Si se presta atención uno puede descubrir que las pupilas y los iris son el lugar perfecto para reencontrarse con un falso pero reconfortante sentido de identidad. Separadas son prácticamente la nada misma, pero juntas constituyen un mapa exacto, un tatuaje de nuestro nombre marcado a fuego. No es necesario engañarse buscando un nombre que nunca va a identificarnos, no es necesario repetir frustradamente una atribución propia que se nos ha dado al nacer sino buscar en ellos. Y sólo así uno logra no sentirse raro, como cuando uno entra, por la noche, a la habitación pequeña.
Y recuerdo ahora incluso una tercera habitación pequeña, algo casi tan reconfortante como saber que en Rayuela la palabra “amor” no aparece la cantidad de veces necesarias para definir ese concepto sino que es sustituida por la noción de matar y renacer, como el fénix. Y la tercera habitación no tiene paredes rojas ni cadencia. En su pequeñez estructural alberga mi aleph personal y sectario, todas las habitaciones que me han contenido. Y su escalera de madera y hierro cruje cuando desde el patio de azulejos celestes sube el hálito vedado al gato fantasma. Y él se siente por primera vez deseado, porque otros labios se lo han servido. Alguien golpea pesadamente la puerta de madera y los vidrios tiemblan, y es grato saber que no es una biblia quien golpea, porque entre sus páginas la palabra “amor” aparece doscientas diez y siete veces.

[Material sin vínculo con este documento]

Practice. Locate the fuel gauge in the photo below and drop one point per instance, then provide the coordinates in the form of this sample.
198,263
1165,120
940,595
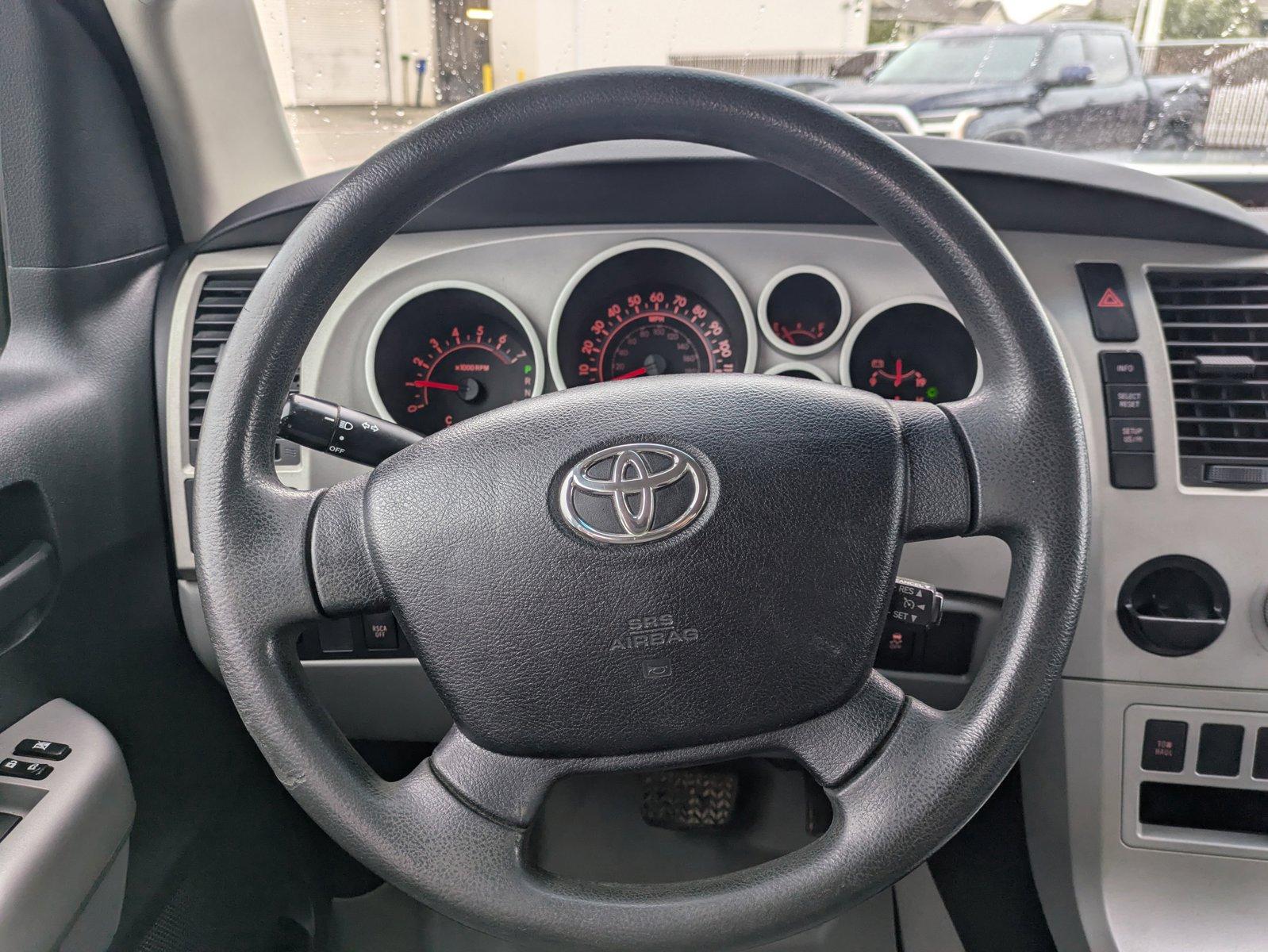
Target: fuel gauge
804,309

Nadie con tal incapacidad para encontrar las palabras precisas, ovilladas al costado de un gato fantasma, podría encontrar mi cuarto. No existen definiciones perfectas ni palabras exactas, es cierto. Pero en mi cuarto, en la tercera habitación pequeña, tal acumulación de una sola palabra solo puedo ser sinónimo de una de las pocas ideas que no ha logrado distraerme. ¡Mentira! Tu ausencia de variedad lingüística sólo puede personificar la mentira. Y no me gustan los personajes.

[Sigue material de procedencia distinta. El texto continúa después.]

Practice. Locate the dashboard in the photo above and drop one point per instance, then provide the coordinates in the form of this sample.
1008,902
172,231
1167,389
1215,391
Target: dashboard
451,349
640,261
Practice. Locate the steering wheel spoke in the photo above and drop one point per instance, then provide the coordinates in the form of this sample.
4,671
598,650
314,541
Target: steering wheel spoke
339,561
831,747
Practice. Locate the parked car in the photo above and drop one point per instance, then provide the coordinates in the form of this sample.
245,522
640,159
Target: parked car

Y entonces entiendo, casi fatídicamente para mi escritura, que el fénix también debe ser una mentira y que el concepto principal de Rayuela puede nacer de otra mentira, la más grande que ha existido. Quizás no debiera preocuparme tanto, quizás Jesucristo sólo ha muerto, sólo entonces el fénix de Cortázar podría ser real, como mi gato que me besa y exhala, desde sus labios y su lengua renegrecida el dulce y ácido hálito del té tibio con limón.